Amy Sander Montanez has been lodged in the first week of Advent, still warming herself by the candle of hope, and she suspects it is a place she’ll remain through Christmas Day.
It is a location that suits the Columbia author and family therapist just fine. In that acceptance lies another lesson Montanez has tried to impart this holiday season: Embrace the present with all its crazy, “my family is nuts” holiday dysfunction and find things to love in this Christmas season.
“I just know most families are a little kooky,” said Montanez, who has written a new book of meditations, “Moment to Moment: The Transformative Power of Everyday Life (Morehouse Publishing, $24). “We have gotten into labeling so many things as stressful that are just humanity.”
In her therapy practice and workshops, many aimed at clergy and seminarians as they establish their spiritual centers, Montanez said she has discovered an amazing truth: “Most families love each other through unbelievable stuff.”
“Embracing your family’s dysfunction is really a lesson in how love can win in the end and how being able to laugh at yourself and with others is transformational,” she wrote in a December blog item that seemed to circulate particularly among harried women.
Montanez, 56, said her own Decembers through many years seemed to be defined by crises – illness and surgeries and death – which is why she sits by her Christmas tree each day, morning coffee in hand, and focuses on a deeper meaning of hope.
It’s not the wishing kind of hope, where “I wish that nothing terrible would happen but I can’t control it.” Instead, Montanez thinks of one of her favorite writers, Richard Rohr, a Franciscan priest who has said, “Hope and union are the same thing.”
Montanez’s deep spirituality and need to feel a daily connection to God has been a running theme through her writings as she has parsed “things of heaven and things of earth.”
For years she wrote individual pieces for publications for the Episcopal Diocese of Upper South Carolina, reflections that generated more readers – and some awards – for the diocese’s quarterly publication and the twice-monthly online newsletter, said Peggy Hill, retired communications director for the diocese.
“I think it is above all Amy’s ability to think theologically in everyday language and to look at the world and see the divine meaning and purpose and invitation and joy,” Hill said.
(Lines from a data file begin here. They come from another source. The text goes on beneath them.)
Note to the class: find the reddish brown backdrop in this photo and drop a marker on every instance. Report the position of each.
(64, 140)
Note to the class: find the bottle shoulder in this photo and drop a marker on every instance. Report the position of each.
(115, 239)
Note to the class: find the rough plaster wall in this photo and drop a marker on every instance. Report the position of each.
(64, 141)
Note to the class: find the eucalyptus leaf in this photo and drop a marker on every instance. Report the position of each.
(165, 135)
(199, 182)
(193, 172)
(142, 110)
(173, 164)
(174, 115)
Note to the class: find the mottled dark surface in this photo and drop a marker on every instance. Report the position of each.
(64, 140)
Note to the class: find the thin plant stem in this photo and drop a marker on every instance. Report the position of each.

As her reputation grew, many readers encouraged Montanez to write a book.
Two years ago, Montanez went on a two-week silent retreat to the mountains of North Carolina, taking with her all the pieces she had penned through the years.
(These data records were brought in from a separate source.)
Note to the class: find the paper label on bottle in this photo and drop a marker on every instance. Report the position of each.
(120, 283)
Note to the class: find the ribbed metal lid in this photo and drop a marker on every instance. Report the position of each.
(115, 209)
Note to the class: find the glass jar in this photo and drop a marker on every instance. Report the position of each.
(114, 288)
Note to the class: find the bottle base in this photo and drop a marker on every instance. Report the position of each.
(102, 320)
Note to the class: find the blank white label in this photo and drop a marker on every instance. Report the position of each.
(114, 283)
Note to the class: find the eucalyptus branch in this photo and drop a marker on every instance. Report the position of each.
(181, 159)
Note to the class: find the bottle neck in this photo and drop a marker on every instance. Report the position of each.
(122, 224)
“I had been writing all along with no agenda,” she said. But as she started sorting and cataloguing her writing, making individual stacks on the floor, “I realized I have really only written about a few topics: time, family, the need to remain in the present.”
As she looked at those stacks, she said, “Well, how about that, I have a book.”
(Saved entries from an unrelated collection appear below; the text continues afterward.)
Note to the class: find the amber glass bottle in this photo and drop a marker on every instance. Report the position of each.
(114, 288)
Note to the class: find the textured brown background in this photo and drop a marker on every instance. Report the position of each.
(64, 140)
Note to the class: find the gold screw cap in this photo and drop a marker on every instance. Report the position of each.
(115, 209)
Her pieces “really teach people to observe God in everything,” said Carrie Graves, director of the Trinity Episcopal Cathedral bookstore and Montanez’s office manager. “What she does is really integrate God into one’s life, which is ultimately the goal.”
“Moment to Moment” is divided into five sections aimed at the pilgrim who is seeking more reflection and deeper meaning in life. Montanez places herself in the middle of ordinary situations, some uncomfortable, and invites the reader to join her in areas of life where tension, fear, frustration, joy and love lie, sometimes intertwined. There are questions at the end of each short chapter, questions she labels, “Digging deeper.”
“God is waiting,” she writes. “At whatever stage of readiness we are, we can begin our journeys, without the need to manipulate or pretend. God will take us right where we are and accompany us from start to finish.”